Depuis la période classique, le végétal, et à plus forte raison l'idée de nature même, est une composante de la création de la ville et de son paysage. Les formes urbaines successives l'intègrent toutes, à différentes échelles, dans leur « dessein ». Les cités-jardins, nées des théories hygiénistes, philanthropiques et sociales sur le logement des plus modestes, fondent leur image de « villes à la campagne » sur la juxtaposition des propriétés individuelles closes de haies et de barrières pour former un « semblant de tout nature » au sein duquel sont implantés logements et équipements.

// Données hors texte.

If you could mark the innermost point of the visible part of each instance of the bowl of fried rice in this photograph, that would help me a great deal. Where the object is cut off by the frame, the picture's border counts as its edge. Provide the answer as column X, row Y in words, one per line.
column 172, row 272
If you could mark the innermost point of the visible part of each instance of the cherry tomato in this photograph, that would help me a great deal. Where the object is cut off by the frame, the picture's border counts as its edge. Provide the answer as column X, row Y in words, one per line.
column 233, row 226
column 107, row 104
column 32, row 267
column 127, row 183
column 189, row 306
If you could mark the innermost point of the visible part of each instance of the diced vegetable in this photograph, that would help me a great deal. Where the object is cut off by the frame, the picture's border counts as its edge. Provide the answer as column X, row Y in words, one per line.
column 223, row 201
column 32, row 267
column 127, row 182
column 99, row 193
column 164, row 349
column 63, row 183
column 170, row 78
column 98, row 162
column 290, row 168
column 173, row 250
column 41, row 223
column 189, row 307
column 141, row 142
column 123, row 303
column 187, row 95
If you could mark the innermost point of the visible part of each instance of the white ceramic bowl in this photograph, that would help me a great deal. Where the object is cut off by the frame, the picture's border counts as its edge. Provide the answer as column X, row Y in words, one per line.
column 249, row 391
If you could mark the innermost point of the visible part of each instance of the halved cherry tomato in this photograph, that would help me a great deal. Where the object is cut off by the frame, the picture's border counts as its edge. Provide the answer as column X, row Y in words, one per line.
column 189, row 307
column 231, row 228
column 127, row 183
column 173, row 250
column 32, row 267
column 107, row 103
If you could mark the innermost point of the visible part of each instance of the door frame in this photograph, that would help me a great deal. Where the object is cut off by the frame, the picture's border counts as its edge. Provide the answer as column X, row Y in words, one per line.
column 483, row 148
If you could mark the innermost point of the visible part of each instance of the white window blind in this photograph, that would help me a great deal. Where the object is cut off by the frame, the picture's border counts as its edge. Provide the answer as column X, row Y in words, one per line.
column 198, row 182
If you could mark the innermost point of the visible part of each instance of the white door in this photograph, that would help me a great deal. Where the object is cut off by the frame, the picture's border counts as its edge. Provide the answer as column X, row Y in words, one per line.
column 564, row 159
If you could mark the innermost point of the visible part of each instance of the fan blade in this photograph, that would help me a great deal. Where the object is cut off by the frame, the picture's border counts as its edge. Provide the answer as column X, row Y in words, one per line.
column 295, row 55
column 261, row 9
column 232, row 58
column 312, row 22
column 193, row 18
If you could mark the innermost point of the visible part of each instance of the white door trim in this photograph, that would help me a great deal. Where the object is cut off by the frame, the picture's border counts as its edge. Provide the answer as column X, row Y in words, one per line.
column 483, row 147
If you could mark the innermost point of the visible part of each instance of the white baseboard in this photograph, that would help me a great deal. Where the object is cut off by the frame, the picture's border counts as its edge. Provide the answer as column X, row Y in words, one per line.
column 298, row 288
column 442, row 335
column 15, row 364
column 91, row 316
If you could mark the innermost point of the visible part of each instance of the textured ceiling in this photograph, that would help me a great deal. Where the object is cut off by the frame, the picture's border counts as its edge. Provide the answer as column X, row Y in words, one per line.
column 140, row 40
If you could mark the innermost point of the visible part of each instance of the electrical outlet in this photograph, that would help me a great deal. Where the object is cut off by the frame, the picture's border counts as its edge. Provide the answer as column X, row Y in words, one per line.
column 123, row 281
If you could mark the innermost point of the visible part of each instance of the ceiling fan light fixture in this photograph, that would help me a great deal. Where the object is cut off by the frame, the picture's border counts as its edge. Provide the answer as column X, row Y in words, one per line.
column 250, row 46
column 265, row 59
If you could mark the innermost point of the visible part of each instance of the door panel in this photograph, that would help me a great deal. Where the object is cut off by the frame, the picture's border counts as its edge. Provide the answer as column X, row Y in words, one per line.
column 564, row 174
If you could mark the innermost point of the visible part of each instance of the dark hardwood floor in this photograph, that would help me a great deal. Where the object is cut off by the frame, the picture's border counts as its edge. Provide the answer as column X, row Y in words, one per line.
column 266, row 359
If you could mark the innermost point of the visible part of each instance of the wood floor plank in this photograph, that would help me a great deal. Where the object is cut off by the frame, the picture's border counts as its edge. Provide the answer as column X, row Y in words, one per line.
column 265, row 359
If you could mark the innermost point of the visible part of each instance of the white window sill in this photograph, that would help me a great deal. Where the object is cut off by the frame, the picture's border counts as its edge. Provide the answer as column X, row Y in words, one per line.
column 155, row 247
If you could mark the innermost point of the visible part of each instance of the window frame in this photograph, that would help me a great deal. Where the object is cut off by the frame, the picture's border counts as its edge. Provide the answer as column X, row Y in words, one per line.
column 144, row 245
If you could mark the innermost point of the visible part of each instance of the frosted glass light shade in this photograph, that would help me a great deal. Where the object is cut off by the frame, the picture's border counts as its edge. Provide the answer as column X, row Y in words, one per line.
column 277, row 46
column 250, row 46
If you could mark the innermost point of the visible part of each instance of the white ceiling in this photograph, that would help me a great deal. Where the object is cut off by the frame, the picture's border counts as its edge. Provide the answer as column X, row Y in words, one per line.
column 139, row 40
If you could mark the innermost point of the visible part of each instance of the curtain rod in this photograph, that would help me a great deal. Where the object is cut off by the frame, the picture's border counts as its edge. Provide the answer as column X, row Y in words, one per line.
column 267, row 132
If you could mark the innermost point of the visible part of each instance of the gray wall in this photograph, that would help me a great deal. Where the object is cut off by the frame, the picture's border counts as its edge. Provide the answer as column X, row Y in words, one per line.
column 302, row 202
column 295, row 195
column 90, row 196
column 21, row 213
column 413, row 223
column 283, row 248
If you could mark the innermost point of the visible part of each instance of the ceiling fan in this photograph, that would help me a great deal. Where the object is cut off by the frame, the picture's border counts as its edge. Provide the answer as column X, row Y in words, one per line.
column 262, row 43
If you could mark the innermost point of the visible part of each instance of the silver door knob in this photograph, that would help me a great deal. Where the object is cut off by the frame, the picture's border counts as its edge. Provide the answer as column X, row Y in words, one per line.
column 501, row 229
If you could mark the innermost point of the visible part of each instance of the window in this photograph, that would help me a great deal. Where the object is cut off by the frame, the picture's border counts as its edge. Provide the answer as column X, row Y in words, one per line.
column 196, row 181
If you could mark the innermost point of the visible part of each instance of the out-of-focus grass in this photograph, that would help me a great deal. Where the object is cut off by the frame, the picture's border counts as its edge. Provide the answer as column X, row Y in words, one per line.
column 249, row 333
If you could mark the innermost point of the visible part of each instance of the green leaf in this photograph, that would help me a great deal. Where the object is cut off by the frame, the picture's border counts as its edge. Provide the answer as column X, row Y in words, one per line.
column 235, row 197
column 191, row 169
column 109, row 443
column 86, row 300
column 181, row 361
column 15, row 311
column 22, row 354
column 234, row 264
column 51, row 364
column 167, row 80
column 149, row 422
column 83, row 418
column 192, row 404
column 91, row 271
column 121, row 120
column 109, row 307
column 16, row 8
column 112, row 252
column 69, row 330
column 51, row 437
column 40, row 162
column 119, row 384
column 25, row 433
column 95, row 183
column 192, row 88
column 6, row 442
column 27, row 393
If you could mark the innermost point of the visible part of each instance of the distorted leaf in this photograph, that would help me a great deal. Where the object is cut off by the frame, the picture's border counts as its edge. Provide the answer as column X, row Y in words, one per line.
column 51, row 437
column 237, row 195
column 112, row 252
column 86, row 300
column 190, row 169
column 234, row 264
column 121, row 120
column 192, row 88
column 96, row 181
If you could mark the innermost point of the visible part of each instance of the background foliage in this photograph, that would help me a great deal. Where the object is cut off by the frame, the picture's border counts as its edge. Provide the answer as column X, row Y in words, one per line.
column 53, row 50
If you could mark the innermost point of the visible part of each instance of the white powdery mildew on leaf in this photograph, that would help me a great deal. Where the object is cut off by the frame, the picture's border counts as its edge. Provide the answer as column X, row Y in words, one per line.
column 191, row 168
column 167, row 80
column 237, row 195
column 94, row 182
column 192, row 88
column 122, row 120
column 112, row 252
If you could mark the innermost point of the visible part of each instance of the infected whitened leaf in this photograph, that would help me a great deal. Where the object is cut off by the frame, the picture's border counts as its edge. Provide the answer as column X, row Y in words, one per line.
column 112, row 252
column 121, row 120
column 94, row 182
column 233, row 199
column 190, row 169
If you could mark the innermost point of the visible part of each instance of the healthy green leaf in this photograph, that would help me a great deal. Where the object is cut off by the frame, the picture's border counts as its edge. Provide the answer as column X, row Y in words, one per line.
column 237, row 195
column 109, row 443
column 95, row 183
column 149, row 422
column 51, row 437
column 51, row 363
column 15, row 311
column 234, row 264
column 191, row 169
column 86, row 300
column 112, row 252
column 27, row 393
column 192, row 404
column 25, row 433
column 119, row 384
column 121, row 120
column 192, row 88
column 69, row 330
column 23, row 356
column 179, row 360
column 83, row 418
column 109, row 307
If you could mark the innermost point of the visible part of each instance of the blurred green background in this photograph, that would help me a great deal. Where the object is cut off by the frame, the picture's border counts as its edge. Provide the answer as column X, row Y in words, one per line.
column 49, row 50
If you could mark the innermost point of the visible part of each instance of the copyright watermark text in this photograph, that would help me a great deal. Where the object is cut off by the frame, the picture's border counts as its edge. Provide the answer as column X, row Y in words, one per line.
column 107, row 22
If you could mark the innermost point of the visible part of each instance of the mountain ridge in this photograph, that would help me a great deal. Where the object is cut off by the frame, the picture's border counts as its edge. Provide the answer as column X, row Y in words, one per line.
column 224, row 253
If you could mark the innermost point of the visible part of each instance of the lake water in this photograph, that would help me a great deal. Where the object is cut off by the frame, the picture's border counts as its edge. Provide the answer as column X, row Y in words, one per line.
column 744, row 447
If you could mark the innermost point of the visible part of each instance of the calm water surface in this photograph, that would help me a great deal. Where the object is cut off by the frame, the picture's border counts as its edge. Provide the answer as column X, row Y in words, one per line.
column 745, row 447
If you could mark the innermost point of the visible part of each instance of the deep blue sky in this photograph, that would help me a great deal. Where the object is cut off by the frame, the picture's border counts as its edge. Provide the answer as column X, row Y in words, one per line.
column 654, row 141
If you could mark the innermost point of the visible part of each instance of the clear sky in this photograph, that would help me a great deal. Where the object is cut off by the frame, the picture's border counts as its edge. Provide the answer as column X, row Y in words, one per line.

Les théories urbaines comme celle de la Ville radieuse militent pour une mise en commun des espaces libres et pour une continuité de la nature à travers la ville sans entrave et sur un sol libéré. Les grands ensembles puis les villes nouvelles des Trente Glorieuses reposent en grande partie sur ces concepts bien qu'elles en fassent une lecture différente.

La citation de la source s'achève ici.